Tanto o mercado de renda variável quanto o mercado de apostas dependem de previsões sobre o futuro. Certa vez, a CVM analisou um caso envolvendo uma empresa que prestava serviços de astrologia financeira, recomendando investimentos com base no “mapa astral de empresas”. O caso foi resolvido porque as recomendações não provinham de profissionais registrados. Sempre me pergunto qual teria sido o desfecho se os relatórios de análise cumprissem esse requisito. O que diferencia uma aposta “pura e simples” (ou baseada em astrologia) das apostas sugeridas pelos economistas ou analistas financeiros?
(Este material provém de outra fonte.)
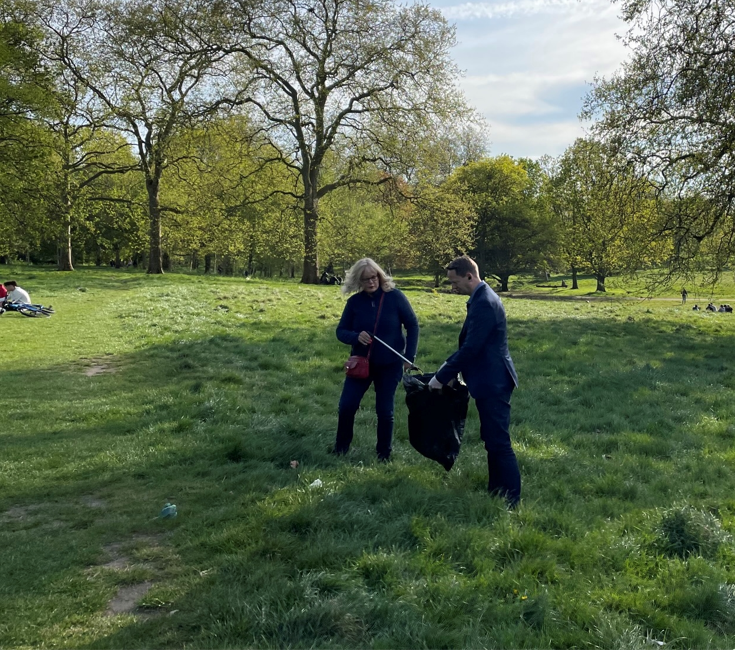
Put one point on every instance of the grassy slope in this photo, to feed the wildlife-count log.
(624, 428)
Quando você compra um ativo virtual (ou qualquer outro ativo) por impulso, sem pensar muito no que está fazendo, sua conduta não é muito diferente da de alguém que puxa a alavanca de um caça-níquel ou compra um bilhete de loteria. Muitos milionários ou bilionários acumuladores de criptoativos pouco têm a oferecer em termos de estratégias de investimento, pois seus números de bilhete premiado pouco valem para apostas futuras. Ao mesmo tempo, muitos “investidores” anseiam por “sinais” de entrada e saída, iludidos por gurus-predadores.
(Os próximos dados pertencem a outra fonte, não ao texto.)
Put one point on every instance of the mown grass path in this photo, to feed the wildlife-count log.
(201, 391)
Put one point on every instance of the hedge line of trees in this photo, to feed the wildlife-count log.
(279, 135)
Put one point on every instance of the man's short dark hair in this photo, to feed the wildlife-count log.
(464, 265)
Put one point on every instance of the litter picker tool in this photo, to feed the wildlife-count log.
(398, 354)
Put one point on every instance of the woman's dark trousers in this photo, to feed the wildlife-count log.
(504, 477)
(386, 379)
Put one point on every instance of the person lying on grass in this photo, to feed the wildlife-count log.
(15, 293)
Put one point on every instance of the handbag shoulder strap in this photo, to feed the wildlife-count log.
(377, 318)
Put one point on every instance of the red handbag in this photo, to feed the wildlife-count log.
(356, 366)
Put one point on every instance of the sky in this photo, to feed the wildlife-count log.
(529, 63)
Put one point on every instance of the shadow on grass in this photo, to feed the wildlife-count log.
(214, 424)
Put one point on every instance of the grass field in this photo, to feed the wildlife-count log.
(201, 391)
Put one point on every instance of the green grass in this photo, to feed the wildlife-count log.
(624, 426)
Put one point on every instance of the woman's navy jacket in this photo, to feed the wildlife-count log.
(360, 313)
Assim, convido você a pensar em criptoativos para além dos ganhos (e perdas) potenciais das apostas, distanciando-os de fichas de um cassino digital. Para isso, precisamos pensar juntos sobre quais são os problemas concretamente solucionados por essa tecnologia, qual é o sentido dessa inovação financeira. Teremos mercados globais de ativos, sem que as ofertas e negociações fiquem circunscritas a uma única jurisdição? Será possível ter mais transparência nas transações para detectar manipulação, insider trading, lavagem de dinheiro e outros ilícitos que comprometem o regular funcionamento de mercado? E quanto à eficiência e aos custos dos processos de escrituração, registro, custódia e depósito de ativos e à prestação de garantias? Essa tecnologia será mesmo capaz de fomentar a liquidez de mercados secundários e reduzir os custos de negociação por meio da desintermediação? De onde virá o maior retorno potencial para o investidor por meio desses ativos virtuais em comparação aos instrumentos tradicionais?
Em tempos de opiniões fortes e especialistas sobre todos os assuntos, fazer tantas perguntas está meio fora de moda. Mas a inovação decorre da curiosidade, da vontade de enfrentar “por quê”, “como” e outras indagações. Quem sabe você, que me leu até aqui, não ajudará a elaborar as melhores respostas?
Isac Costa é sócio de Warde Advogados e professor do Insper. Doutorando (USP), mestre (FGV) e bacharel (USP) em Direito e Engenheiro de Computação (ITA). Ex-analista da CVM, onde também atuou como assessor do Colegiado.